Transparency and explainability are key concerns for AI researchers working to build more powerful systems. While large language models can sometimes provide reasonable explanations for how they reached a conclusion, a key concern is that future models may provide explanations that are more opaque or deceptive – that is, they may pursue undesirable goals while lying about them.
The research published today is part of a broader effort to understand how the large-scale language models at the heart of programs like ChatGPT work. It’s one of a number of techniques that could help make more powerful AI models more transparent and safer. OpenAI and other companies are also exploring more mechanical ways to peer deeper into how large language models work.
OpenAI has been more transparent about its AI safety efforts in recent weeks following criticism of its approach. In May, WIRED learned that it had disbanded a team of researchers dedicated to studying long-term AI risks. This came on the heels of the departure of co-founder and key technical leader Ilya Sutskever, who was part of the board that temporarily fired CEO Sam Altman last November.
OpenAI was founded on the promise of making AI more transparent and safer, but with ChatGPT’s wild success and growing competition from heavily backed rivals, some have accused the company of prioritizing flashy advances and market share over safety.

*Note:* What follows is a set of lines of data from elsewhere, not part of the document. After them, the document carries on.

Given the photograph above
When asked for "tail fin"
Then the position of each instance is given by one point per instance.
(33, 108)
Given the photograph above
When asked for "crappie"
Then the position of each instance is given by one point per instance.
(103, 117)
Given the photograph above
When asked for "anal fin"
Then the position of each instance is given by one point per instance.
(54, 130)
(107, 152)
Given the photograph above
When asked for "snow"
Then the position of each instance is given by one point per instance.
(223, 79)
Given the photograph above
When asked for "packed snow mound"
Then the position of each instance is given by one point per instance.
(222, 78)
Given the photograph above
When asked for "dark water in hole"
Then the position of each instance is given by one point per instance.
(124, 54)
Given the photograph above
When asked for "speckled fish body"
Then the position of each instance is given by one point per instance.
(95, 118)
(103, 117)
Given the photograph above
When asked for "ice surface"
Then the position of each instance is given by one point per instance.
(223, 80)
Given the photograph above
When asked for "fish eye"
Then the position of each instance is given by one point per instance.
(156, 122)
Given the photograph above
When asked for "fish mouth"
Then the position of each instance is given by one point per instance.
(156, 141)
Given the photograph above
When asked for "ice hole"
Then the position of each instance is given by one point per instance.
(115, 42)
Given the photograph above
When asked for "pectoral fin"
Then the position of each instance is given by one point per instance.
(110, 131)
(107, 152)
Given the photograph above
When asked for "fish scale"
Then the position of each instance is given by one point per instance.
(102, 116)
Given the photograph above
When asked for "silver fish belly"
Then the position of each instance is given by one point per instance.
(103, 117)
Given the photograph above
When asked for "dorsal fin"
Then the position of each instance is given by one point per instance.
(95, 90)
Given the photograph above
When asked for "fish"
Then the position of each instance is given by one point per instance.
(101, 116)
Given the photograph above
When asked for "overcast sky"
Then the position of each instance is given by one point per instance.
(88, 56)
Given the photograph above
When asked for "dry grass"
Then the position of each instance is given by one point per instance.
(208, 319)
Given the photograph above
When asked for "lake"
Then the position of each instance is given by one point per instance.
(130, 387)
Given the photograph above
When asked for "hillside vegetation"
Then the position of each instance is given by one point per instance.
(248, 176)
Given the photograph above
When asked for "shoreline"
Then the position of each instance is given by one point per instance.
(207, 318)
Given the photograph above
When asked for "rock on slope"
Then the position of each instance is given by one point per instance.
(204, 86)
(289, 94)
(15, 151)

Daniel Kokotaillo, a researcher who left OpenAI and signed an open letter criticizing the company’s approach to AI safety, said the new efforts are important but incremental, and don’t change the fact that companies developing the technology need more oversight. “It doesn’t change the situation we’re in,” he said. “We have a bunch of opaque, unaccountable, unregulated companies basically racing each other to build artificial superintelligence with no plan for how to control it.”
Another source familiar with OpenAI’s internal affairs, speaking on condition of anonymity because he was not authorized to speak publicly, said external oversight of AI companies is also needed. “The question is whether they’re serious about the processes and governance mechanisms necessary to put the good of society above profits,” the source said. “It’s not about whether they’re letting their researchers do their jobs in a safety-sensitive way.”